Deadly Super-Fungus Traced to a Covid-19 Intensive Care Unit in Brazil

Candida Auris, a lethal yeast, was discovered in Brazil for the first time late last year. According to a new article published this week, the scientists who treated and analyzed these early cases claim the covid-19 epidemic helped establish a breeding habitat for the fungus to sprout and spread inside a hospital’s intensive care unit.

C. Auris was originally found in 2009 by Japanese doctors, but it has most likely been infecting individuals since the 1990s. Its origins are unknown, but the most popular belief is that it only lately started causing problems for people. The fact that yeast strains are typically (or quickly become) resistant to several antifungal medicines is what makes it so deadly. Fever and chills are common symptoms, but in more serious situations, it can infiltrate the bloodstream and several organs, causing organ damage and/or life-threatening sepsis. While not all infections cause illness, the yeast’s hardiness makes major infections extremely difficult to cure and often fatal, especially in patients who are already frail in hospitals or who are otherwise immunocompromised. Decontaminating the surroundings where the fungus colonizes outside the body, such as catheters or other medical equipment that provide an accessible path for infection, is also difficult.

Since 2019, C. Auris has been classified as an urgent superbug threat by the Centers for Disease Control and Prevention (CDC), and governments and hospitals worldwide have been on high alert for it. Brazil became the latest country to report finding it in December 2020. A recent report published on Monday described two of the first cases, both hospitalized for covid-19 in the same intensive care unit at a Salvador hospital.

The cases involved a 59-year-old man and a 72-year-old woman, both hospitalized with severe acute respiratory syndrome from covid-19 in October and November 2020, respectively, according to the article published in the Journal of Fungi. Other infections, including C. Auris, plagued the two individuals. Unlike previous outbreaks, however, this strain appeared to be responsive to a wide range of antifungals. Both diseases were treated, and the man recovered enough to be discharged after 49 days; unfortunately, the woman was not so fortunate, and she died in late January 2021 from her numerous ailments.

As of December 2020, public health officials had documented nine more persons with C. Auris invading their bodies, all of whom had attended the same intensive care unit as the first cases. The cases appear to be linked to a local source, as none of the patients have recently traveled and their fungus is closely related to one another. The authors currently believe that the fungus arrived or emerged locally months before the first instance. While this strain appears to be curable with standard medications, samples isolated from these patients have begun to become resistant to at least some antifungals over time.

C. Auris outbreaks in covid-19 patients have lately been observed in several countries. And in this outbreak, the acute illness caused by covid-19 and the subsequent hospitalization certainly allowed the colonizing fungus to become life-threatening and infect more sick people, a scenario that could be repeated elsewhere.

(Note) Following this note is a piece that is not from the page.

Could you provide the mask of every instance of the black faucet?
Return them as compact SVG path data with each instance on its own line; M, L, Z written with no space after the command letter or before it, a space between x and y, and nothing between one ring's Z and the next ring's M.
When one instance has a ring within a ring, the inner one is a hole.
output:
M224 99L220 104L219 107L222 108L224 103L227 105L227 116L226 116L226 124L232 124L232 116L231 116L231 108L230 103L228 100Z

The authors speculate that “the covid-19 pandemic may be accelerating the introduction and/or spread of C. Auris in previous C. Auris-free hospital environments.”

C. Auris isn’t the only fungus associated with covid-19 that has doctors concerned recently. During the pandemic’s most recent and most lethal phase in India, incidences of black fungus, a micromycetes-related infection that is generally exceedingly rare, began to rise, with roughly 12,000 cases reported in the country during the past few months. This illness, like C. Auris, can be extremely deadly once it infects hospitalized patients, killing up to half of those who contract it. It’s not just covid-19 that’s causing these outbreaks; it’s also its main treatment: steroids, which suppress the overactive immune response while also making us more prone to fungus and other bacteria.

All of these cases serve as a stark reminder of the direct and indirect toll that covid-19 has taken, a toll that is likely to continue for the foreseeable future in nations where covid-19 vaccines and other preventative measures are in short supply. Although India’s peak has passed, Brazil continues to see many new cases and deaths. With the advent of more transmissible forms like Delta, which was originally discovered in India, the world as a whole remains exposed to new peaks of sickness, bringing with them other nightmares like C. Auris. Only about 15% of the world’s population has received even a partial vaccination.

Public health officials are still looking into the strain of C. Auris detected in these Brazilian cases, which appears to be the first local occurrence of a particular subtype of the fungus Clade I in South America. The goal is that by figuring out how it first appeared and why it differs from prior strains, scientists will better prevent its spread in the future.